By Lou Bernard
February 21, 2013
It’s a staple of the old superhero cartoons – The bad guy with the strange, quirky costume and the inexplicable plan. You see it in Batman, Dick Tracy, Sailor Moon.
For a while in the early 1880s, you saw it in Clinton County, too.
The story broke in the Renovo Record on January 20, 1881. The headline was the bad guy’s name: “Alley Bird.”
The Alley Bird, as the press named him, had begun showing up at random times in Renovo and frightening people. The article read, “He is becoming a terror to nervous women and children. Various times he has made his appearance in a white dress, sun bonnet on his head and heavy shoes on his feet.”
The Alley Bird was described as a middle-aged man, but nobody ever got much of a good look at him. They did notice the dress and bonnet, however. He would lurk in dark hiding places and dash into the street, scaring the women and children of Renovo. A few men spotted him, too, but he ran away too fast for them to catch.
But at least he was dressed nicely.
“At times he suddenly dashes forth from dark hiding places and impudently stares females in the face, as if it were his business to know who they were,” the article read. “It is suggested that Constables Glass and Shelley are the proper persons to investigate the matter.”
Constable Shelley was Patrick Shelley, who came to Renovo as a railroad employee and rose to a position of police officer. He did investigate the Alley Bird—And it may have gotten him killed.
Constable Patrick Shelley was found murdered by the river on December 15, 1882—Around a year after the Alley Bird first appeared.

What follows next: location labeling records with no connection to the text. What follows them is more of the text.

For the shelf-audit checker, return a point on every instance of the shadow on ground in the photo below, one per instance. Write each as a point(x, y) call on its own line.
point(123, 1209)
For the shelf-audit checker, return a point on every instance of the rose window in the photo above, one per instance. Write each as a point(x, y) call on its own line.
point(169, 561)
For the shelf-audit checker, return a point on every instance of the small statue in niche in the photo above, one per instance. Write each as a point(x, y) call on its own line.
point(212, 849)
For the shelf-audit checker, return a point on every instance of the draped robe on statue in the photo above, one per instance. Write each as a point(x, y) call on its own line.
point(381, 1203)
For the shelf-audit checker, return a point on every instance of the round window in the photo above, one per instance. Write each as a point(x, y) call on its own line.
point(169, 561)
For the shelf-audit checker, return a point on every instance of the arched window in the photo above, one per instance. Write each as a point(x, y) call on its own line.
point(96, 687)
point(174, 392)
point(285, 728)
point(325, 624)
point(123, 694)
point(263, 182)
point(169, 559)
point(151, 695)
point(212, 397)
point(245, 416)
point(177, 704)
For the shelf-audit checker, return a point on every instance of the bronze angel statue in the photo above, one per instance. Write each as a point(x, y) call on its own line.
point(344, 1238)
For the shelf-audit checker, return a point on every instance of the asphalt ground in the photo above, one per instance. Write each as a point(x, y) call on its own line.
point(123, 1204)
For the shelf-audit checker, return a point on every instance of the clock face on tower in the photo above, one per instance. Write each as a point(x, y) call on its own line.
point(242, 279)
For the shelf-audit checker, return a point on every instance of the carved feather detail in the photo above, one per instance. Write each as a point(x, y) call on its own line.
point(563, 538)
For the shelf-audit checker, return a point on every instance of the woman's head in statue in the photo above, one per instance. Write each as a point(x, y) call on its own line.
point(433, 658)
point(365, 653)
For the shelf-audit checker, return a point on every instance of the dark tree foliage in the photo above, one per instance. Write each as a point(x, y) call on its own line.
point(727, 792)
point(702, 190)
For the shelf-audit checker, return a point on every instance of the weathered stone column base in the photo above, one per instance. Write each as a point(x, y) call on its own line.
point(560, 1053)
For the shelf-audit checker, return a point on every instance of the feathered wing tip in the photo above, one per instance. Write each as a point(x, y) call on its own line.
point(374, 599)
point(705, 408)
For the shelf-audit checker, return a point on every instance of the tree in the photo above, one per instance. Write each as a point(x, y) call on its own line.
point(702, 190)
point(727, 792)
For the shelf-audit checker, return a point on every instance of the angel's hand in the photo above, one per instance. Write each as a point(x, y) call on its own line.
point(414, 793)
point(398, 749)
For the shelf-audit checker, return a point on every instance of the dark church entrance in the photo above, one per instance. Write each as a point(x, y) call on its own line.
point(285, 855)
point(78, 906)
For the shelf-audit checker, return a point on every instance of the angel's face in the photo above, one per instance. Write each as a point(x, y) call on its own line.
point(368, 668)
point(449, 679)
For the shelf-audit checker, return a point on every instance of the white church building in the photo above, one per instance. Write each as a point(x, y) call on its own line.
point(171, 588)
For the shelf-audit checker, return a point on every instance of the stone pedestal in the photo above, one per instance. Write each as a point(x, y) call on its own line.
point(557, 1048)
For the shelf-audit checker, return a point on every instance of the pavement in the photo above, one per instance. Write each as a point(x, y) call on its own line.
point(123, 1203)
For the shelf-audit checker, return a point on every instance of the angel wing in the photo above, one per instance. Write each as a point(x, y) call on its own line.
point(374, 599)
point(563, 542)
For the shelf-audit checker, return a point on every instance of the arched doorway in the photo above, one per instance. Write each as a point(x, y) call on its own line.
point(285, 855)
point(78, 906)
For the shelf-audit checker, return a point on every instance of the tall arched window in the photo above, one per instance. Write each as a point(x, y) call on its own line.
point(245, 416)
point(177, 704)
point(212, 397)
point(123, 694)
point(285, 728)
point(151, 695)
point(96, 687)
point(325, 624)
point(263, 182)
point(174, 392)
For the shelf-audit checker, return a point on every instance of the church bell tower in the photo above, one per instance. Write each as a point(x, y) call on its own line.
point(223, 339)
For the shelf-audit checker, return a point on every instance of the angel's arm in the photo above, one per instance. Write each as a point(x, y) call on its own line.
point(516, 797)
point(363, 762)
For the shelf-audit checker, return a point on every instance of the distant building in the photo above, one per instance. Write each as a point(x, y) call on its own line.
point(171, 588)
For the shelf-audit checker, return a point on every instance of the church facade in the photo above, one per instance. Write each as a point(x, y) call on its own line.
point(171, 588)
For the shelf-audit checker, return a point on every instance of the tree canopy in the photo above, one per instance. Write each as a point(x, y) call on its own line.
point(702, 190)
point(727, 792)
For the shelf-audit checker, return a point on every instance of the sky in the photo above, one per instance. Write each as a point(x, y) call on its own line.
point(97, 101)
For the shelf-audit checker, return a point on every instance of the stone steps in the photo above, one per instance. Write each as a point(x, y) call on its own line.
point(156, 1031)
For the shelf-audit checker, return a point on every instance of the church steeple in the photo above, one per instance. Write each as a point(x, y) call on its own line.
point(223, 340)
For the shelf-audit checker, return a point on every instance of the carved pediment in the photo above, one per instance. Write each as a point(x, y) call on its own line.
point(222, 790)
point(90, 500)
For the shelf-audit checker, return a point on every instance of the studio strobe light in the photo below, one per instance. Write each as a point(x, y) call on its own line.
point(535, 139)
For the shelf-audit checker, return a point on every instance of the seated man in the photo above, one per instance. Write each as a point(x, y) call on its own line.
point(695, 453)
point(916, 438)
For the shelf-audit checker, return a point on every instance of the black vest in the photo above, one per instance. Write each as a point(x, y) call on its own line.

He had been drinking at a nearby hotel, and never made it home. He’d been bludgeoned with some heavy object and left near the river to freeze.
If Shelley had seen the Alley Bird on his way home, he would have tried to make an arrest. The footprints of a man in the snow were found running from the scene. Shelley’s overcoat was found forty-seven feet away from his body—The sort of overcoat that would cover up, say, a dress if needed.
The Alley Bird was never caught. As he was around in the 1880s, it’s unlikely he’s still out there. But in this age of bland, boring criminals, it’s interesting to think back on the Alley Bird. The Joker’s got nothing on him.